Consolidation and the question of market structure
Despite current investor optimism, an inevitable consolidation phase is looming. China now boasts more than 150 humanoid robotics companies—a number inconsistent with the industry's economic maturity. Xinding Capital predicts that of the robotics companies funded in 2025, only 10 to 20 will ultimately survive as independent players. The dynamics are similar to previous Chinese technology booms—solar energy, electric vehicles, battery technology—where a period of market saturation and massive government subsidies led to the emergence of a few global champions, while the majority of providers disappeared from the market or were acquired.
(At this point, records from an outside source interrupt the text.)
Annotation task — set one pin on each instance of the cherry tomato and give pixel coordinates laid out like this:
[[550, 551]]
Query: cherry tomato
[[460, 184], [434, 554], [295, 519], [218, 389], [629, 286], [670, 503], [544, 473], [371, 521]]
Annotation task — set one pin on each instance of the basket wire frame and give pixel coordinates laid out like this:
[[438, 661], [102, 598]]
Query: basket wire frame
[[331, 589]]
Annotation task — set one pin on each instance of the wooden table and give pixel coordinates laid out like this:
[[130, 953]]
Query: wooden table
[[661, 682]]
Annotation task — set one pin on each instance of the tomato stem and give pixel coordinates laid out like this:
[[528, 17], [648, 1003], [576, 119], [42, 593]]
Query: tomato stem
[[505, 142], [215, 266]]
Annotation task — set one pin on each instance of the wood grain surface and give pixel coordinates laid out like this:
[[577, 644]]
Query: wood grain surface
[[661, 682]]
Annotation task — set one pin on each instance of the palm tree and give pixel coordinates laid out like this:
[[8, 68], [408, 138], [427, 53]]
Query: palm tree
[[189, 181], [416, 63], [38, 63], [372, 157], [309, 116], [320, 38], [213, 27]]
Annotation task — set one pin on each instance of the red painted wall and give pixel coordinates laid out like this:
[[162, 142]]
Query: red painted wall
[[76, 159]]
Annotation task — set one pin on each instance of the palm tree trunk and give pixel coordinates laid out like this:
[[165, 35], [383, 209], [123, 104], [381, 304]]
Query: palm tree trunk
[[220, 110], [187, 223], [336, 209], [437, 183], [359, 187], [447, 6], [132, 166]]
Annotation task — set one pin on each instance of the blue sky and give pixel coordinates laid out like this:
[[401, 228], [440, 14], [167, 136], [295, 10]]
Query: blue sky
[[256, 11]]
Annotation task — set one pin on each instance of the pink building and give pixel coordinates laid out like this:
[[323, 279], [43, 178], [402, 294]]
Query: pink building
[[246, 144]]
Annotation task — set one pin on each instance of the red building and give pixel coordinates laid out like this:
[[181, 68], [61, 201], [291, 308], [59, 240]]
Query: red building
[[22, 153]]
For UBTech, this means that the current momentum—the revenue surge, the Airbus partnership, the aggressive recruiting—must be leveraged to secure a position among the long-term survivors. In this context, the multi-million-dollar salary for the chief scientist is an investment in technological differentiation, not in a single area of expertise. A truly superior AI model for body-worn intelligence could give UBTech's products a defensible competitive advantage—precisely what determines survival or displacement in an increasingly saturated market.
Whether the plan succeeds depends on factors that are not yet fully foreseeable: the actual progress in integrating AI into humanoid systems, the development of manufacturing costs, regulatory acceptance in Western markets, and the pace at which Western competitors catch up. However, one thing is already certain: with its offer of 124 million yuan for a single researcher, China has demonstrated that it is not aiming for second place in this race.